The sqrt(Max_tok) is computed according the following: 1- Mask = 80h 2- value = 0 3- FOR I=1 to 8 VAL = value VAL = VAL + MASK X = VAL*VAL IF X< Max_tok THEN VALUE = VAL ENDIF shif_right_of1(Mask) CONTINUE 4- RETURN(VAL)
The encoding is performed defining one control byte for the next following 4 data bytes (each one defining a standard Semi-log compressed value). The control byte is divided into four 2-bits fields. Each field tells how many times the corresponding data byte has to be repeated decompressing the data, according to the following two bit code: 00 for 1 time only 01 for 2 times 10 for 4 times 11 for 8 times The first two MSB bits (i.e. the 7th and the 6th) in the control byte controls the repetitions of the first data byte. The the 5th and the 4th bits in the control bytes control the repetition of the 2nd data byte, the 3rd and the 2nd bits the third data byte, finally the 1st and the 0th bits the last data byte.
The sub-tasks are similar, so generic sub-task routines are used by each of the product tasks.
The tasks will double-buffer the summation data if enough memory is available. Otherwise, only one buffer will be allocated. If there isn't enough memory for at least one buffer, then an error is posted, and the product task is deleted.
SUMMATION BUFFER
The product summation buffer sizes are provided in the table above; each is determined by the number of solid angles, energies, and masses in the product.
Product #37(38,39,40) Summation Buffer: Buffer Sector Solid Mass Offset Energy Angle No. ------ ----- ------ ---- 0 0 0 1 1 0 1 1 2 0 2 1 ... ... ... .. 87 0 87 1 88 1 0 1 89 1 1 1 ... ... ... .. 175 1 87 1 176 2 0 1 ... ... ... .. 2727 30 87 1
Product #45(46,47,48) Summation Buffer: Buffer Sector Solid Mass Offset Energy Angle No. ------ ----- ------ ---- 0 0 0 1 1 0 1 1 2 0 2 1 ... ... ... .. 127 0 127 1 128 1 0 1 129 1 1 1 ... ... ... .. 255 1 127 1 256 2 0 1 ... ... ... .. 3967 30 127 1
A buffer index for a given counter value is computed using the following formula:
Sum Buffer Index = Energy * ApE + Angle_t[Sweep*8+Anode]
Energy = Energy step of ctr sample (0..15 or 0..30) ApE = Angles per Energies (88 or 128) Angle_t = Table of solid angles per Sweep and Anode index Sweep = 0..15 (sector >> 5) (0..15 sweep_i @22.5 deg) Anode = 0..7
"Angle_t", "ApE", and "Mass" are passed to a generic task routine. Every "Anode" is processed for the specified mass.

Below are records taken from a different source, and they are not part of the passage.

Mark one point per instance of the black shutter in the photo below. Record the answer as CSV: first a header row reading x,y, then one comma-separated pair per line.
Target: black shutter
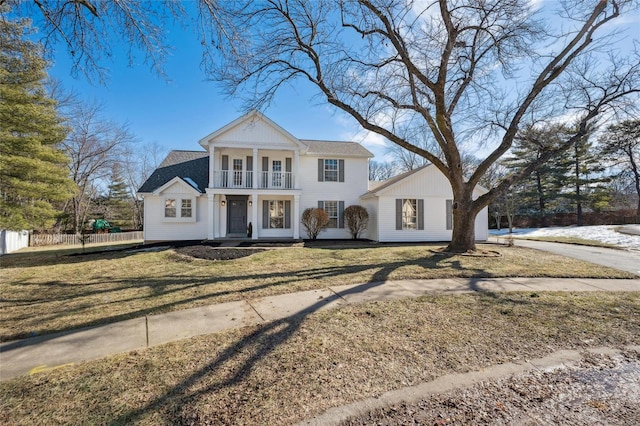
x,y
287,214
265,214
449,212
265,169
225,170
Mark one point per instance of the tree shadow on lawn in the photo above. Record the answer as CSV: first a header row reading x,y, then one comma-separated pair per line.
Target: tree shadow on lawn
x,y
242,357
172,286
258,345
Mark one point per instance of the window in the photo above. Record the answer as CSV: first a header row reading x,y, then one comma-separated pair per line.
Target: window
x,y
237,172
178,209
334,210
409,213
170,207
277,173
185,208
276,214
330,170
331,207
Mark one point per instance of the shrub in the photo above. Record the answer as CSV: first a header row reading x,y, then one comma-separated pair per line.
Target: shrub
x,y
314,220
356,218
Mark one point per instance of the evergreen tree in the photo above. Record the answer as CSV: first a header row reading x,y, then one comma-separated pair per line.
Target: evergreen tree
x,y
585,176
33,172
119,200
540,192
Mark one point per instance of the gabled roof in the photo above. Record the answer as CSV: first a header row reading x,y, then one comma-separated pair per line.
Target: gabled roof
x,y
377,187
187,165
343,149
177,179
247,118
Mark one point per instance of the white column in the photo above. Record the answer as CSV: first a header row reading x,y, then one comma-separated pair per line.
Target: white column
x,y
296,216
211,207
255,170
212,162
254,215
217,232
296,169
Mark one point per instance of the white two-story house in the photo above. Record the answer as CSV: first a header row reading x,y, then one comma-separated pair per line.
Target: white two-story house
x,y
254,179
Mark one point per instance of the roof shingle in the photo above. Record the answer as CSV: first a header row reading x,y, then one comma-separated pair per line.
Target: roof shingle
x,y
185,164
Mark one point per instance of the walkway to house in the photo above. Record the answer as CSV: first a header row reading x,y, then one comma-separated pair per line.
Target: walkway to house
x,y
41,353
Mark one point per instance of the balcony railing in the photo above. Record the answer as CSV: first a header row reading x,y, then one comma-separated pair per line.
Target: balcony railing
x,y
266,180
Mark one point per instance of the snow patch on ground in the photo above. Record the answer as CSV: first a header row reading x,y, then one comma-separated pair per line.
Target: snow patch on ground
x,y
604,233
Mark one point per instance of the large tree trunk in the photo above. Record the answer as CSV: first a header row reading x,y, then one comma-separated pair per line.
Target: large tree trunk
x,y
464,230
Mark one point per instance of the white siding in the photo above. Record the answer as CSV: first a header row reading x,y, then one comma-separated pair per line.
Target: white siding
x,y
349,191
273,233
372,229
156,228
255,133
433,187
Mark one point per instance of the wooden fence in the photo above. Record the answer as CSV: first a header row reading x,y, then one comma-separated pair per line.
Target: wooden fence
x,y
74,239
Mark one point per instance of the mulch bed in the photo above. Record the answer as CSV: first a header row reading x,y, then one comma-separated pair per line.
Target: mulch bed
x,y
217,253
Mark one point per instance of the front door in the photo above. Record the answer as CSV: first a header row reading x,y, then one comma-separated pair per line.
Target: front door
x,y
237,216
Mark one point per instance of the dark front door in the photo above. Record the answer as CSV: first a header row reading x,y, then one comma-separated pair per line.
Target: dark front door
x,y
237,217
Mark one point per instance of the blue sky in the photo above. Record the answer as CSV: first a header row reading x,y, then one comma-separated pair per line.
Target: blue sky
x,y
178,110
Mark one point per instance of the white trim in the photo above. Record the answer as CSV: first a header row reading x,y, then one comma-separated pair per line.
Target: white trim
x,y
252,115
173,181
178,200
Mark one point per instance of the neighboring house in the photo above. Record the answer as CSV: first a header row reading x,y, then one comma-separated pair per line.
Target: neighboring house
x,y
256,176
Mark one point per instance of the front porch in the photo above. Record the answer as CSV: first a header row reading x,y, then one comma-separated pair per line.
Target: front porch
x,y
266,215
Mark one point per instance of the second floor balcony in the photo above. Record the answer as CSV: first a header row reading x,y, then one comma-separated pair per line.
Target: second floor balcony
x,y
245,179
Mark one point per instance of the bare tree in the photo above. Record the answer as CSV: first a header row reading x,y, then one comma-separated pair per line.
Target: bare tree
x,y
621,146
138,162
90,29
398,67
93,146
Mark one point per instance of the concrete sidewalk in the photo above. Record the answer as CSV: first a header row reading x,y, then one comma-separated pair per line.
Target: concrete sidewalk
x,y
42,353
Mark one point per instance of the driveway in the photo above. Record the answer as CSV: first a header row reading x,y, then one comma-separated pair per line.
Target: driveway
x,y
624,260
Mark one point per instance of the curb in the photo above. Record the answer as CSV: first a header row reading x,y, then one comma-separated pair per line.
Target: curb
x,y
413,394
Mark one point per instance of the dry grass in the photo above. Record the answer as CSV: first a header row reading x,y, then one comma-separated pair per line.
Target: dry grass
x,y
45,292
293,369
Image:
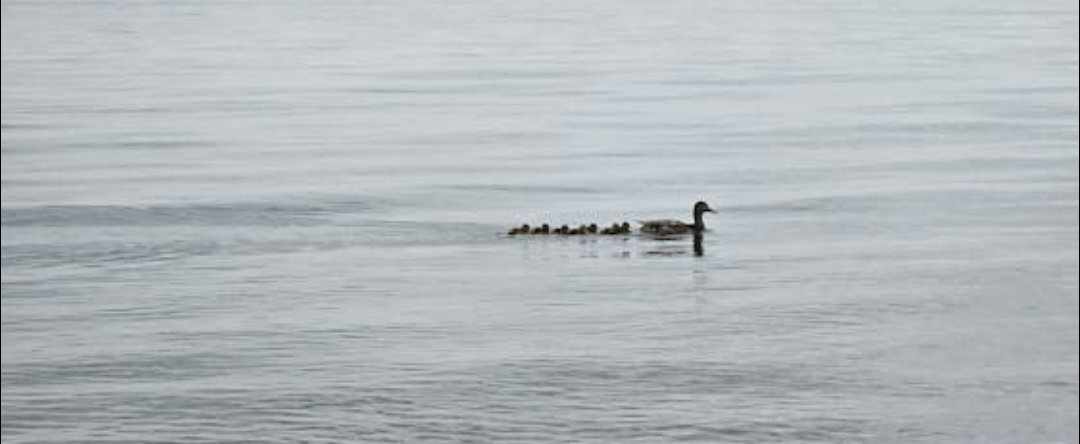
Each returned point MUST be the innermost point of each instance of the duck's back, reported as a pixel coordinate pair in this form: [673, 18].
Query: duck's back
[665, 227]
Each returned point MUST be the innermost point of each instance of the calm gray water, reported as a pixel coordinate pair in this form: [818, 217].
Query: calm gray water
[284, 222]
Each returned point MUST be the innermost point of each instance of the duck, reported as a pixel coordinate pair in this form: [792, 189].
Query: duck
[671, 227]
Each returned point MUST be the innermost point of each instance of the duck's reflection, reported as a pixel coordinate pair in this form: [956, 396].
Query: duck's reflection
[673, 245]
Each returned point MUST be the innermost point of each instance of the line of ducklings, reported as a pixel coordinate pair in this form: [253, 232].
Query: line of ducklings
[615, 229]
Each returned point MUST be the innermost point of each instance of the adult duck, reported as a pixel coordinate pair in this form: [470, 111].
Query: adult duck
[672, 227]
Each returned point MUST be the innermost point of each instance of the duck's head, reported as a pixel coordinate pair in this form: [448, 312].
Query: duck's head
[701, 207]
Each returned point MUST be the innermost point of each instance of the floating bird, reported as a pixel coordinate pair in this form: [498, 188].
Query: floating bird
[670, 227]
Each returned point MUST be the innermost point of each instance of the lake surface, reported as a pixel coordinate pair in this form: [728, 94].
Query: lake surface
[285, 222]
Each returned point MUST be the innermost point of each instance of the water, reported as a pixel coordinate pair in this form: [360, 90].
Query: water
[282, 222]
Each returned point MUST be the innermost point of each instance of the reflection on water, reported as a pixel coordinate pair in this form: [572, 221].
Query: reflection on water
[279, 222]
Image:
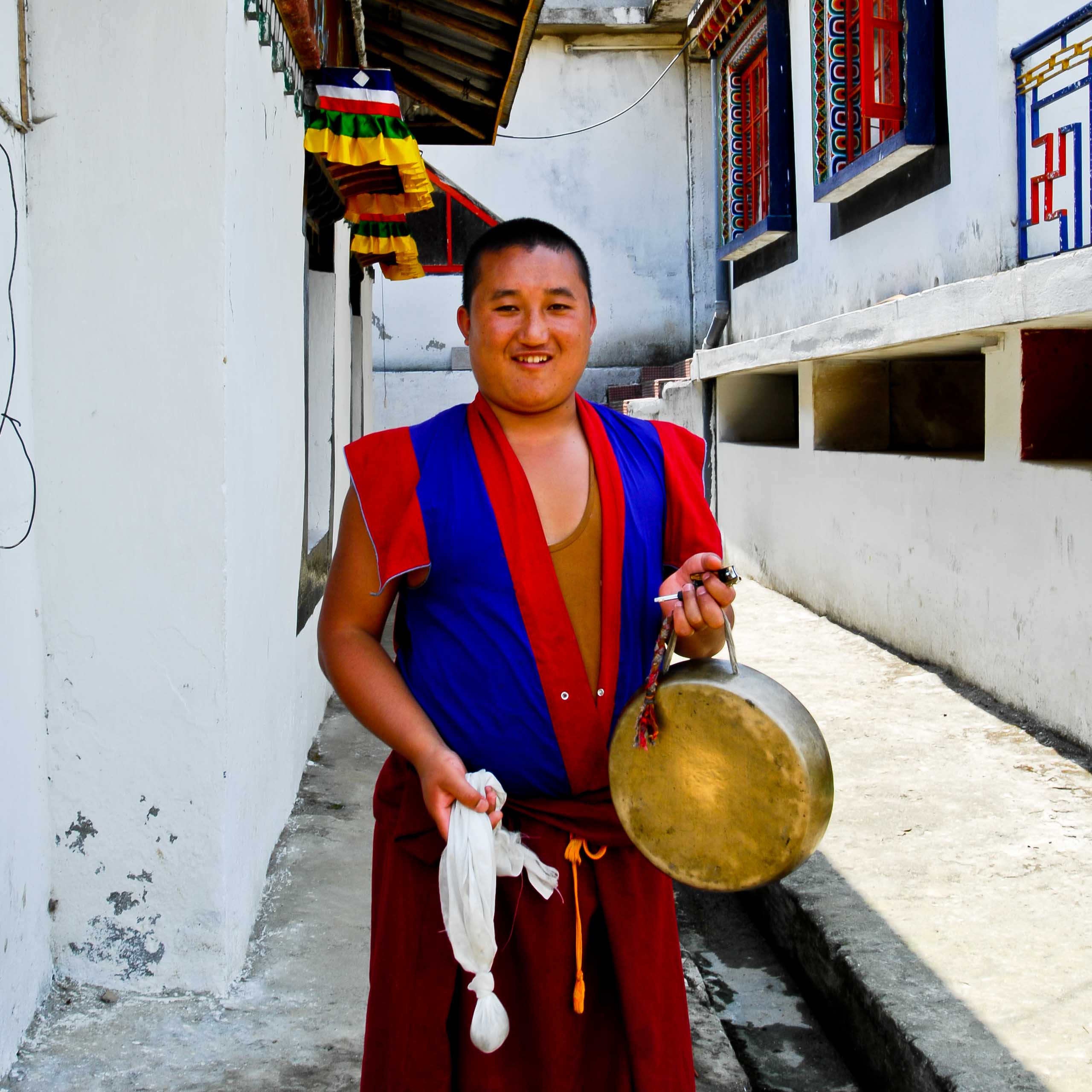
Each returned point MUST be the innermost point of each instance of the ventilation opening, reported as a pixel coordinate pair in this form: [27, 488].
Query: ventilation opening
[931, 407]
[759, 409]
[1056, 409]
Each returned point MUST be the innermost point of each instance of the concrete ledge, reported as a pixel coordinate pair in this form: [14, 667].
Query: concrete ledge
[1051, 291]
[945, 927]
[716, 1065]
[552, 20]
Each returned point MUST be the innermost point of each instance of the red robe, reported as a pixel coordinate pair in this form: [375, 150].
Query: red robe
[506, 686]
[635, 1032]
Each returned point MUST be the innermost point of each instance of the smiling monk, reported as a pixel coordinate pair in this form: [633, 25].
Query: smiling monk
[526, 537]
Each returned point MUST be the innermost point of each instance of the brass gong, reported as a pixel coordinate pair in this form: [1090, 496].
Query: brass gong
[738, 789]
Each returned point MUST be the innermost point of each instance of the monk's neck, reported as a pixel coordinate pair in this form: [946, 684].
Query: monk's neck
[540, 430]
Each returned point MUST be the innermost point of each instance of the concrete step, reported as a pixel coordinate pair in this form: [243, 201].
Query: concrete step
[773, 1030]
[717, 1067]
[944, 931]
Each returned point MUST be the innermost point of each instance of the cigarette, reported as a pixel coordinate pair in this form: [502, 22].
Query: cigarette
[729, 576]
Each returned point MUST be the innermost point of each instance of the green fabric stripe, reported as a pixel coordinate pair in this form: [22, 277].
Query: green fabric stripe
[381, 229]
[356, 125]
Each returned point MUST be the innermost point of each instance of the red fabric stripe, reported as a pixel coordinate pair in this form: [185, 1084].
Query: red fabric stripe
[360, 106]
[613, 504]
[577, 723]
[689, 527]
[383, 468]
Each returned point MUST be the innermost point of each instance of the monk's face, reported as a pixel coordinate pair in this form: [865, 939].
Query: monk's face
[529, 329]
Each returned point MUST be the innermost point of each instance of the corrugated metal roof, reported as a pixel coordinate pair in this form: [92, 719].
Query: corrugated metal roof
[457, 64]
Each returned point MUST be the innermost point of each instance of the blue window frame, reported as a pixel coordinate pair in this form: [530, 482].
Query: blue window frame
[756, 177]
[1054, 137]
[843, 166]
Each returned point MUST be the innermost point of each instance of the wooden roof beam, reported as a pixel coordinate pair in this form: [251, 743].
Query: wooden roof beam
[424, 96]
[491, 38]
[490, 10]
[465, 61]
[465, 92]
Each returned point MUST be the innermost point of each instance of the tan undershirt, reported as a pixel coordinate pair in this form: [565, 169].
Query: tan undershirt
[578, 562]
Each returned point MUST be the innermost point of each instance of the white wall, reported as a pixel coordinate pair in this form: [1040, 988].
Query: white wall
[961, 231]
[26, 962]
[621, 192]
[968, 564]
[274, 691]
[168, 404]
[128, 316]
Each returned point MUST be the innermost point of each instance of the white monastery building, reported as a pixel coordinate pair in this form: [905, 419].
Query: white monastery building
[903, 383]
[849, 242]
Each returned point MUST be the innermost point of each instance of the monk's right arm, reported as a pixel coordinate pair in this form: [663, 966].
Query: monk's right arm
[351, 626]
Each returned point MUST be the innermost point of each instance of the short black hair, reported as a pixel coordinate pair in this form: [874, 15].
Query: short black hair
[526, 233]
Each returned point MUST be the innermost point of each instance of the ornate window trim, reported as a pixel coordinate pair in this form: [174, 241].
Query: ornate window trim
[1054, 130]
[838, 173]
[740, 38]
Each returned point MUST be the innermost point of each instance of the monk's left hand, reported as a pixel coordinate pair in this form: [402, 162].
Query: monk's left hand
[701, 612]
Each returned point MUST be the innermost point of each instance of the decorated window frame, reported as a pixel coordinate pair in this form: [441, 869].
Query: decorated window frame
[754, 122]
[874, 110]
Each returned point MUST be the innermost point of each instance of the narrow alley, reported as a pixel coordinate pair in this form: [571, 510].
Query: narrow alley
[920, 932]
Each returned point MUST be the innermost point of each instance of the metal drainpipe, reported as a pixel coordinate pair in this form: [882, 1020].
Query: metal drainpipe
[722, 308]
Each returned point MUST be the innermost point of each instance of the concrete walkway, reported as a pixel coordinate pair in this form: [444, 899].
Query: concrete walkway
[946, 924]
[295, 1020]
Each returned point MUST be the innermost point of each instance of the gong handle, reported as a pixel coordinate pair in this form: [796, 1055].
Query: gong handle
[729, 640]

Also, a pointer to the correct mass section of the buffer is used when multiple masses are computed. Each sum is clamped to FFFFh (unsigned value).
PACKET BUFFERS
The summation buffer is log compressed from 16-bits down according to the compression factors. This results in a product size of half the summation buffer size (see table above). Most of these products must be sent in multiple packets (using the sequence field in the pkt headers).
MEMORY USE
The summation buffer memory is reused for the telemetry packet buffer. In addition six words are allocated just before the summation buffer for a 2-word packet handling structure and 4-word packet header with thew following meaning: 1 - standard packet done flag 2 - standard packet full size -1 3 - standard TLM packet header 1st word 4 - standard TLM packet header 1st word 5 - compression factors k1 (MSB) k2 (LSB) info word 6 - 1st DATA word for formatted TLM packet OR DUMMY word during the time the buffer is a summation buffer. This is due to the fact the compression routine trashes always the first word of the input buffer during the ini- tialization . Therfore this gap allows to share the summation buffer with the output compression buffer.
Therefore the memory use is:
Length (words) Description ------ --------------- 2 packet handling structure 2 packet header 2 compression info data + Gap (compression margin word) n summation buffer ------ n+6 total per product buffer 41 product variables 27 sub-task tss ------ n+74 allocation for 1st buffer 27 task tss (at prod task creation) ------ n+101 Total allocation for 1-buffer product n+6 allocation for 2nd buffer ------ 2n+107 Total allocation for 2-buffer product
DATA COLLECTION
The counters for the appropriate mass are read every 22.5 degrees by pending on the evt_ctr22 event word.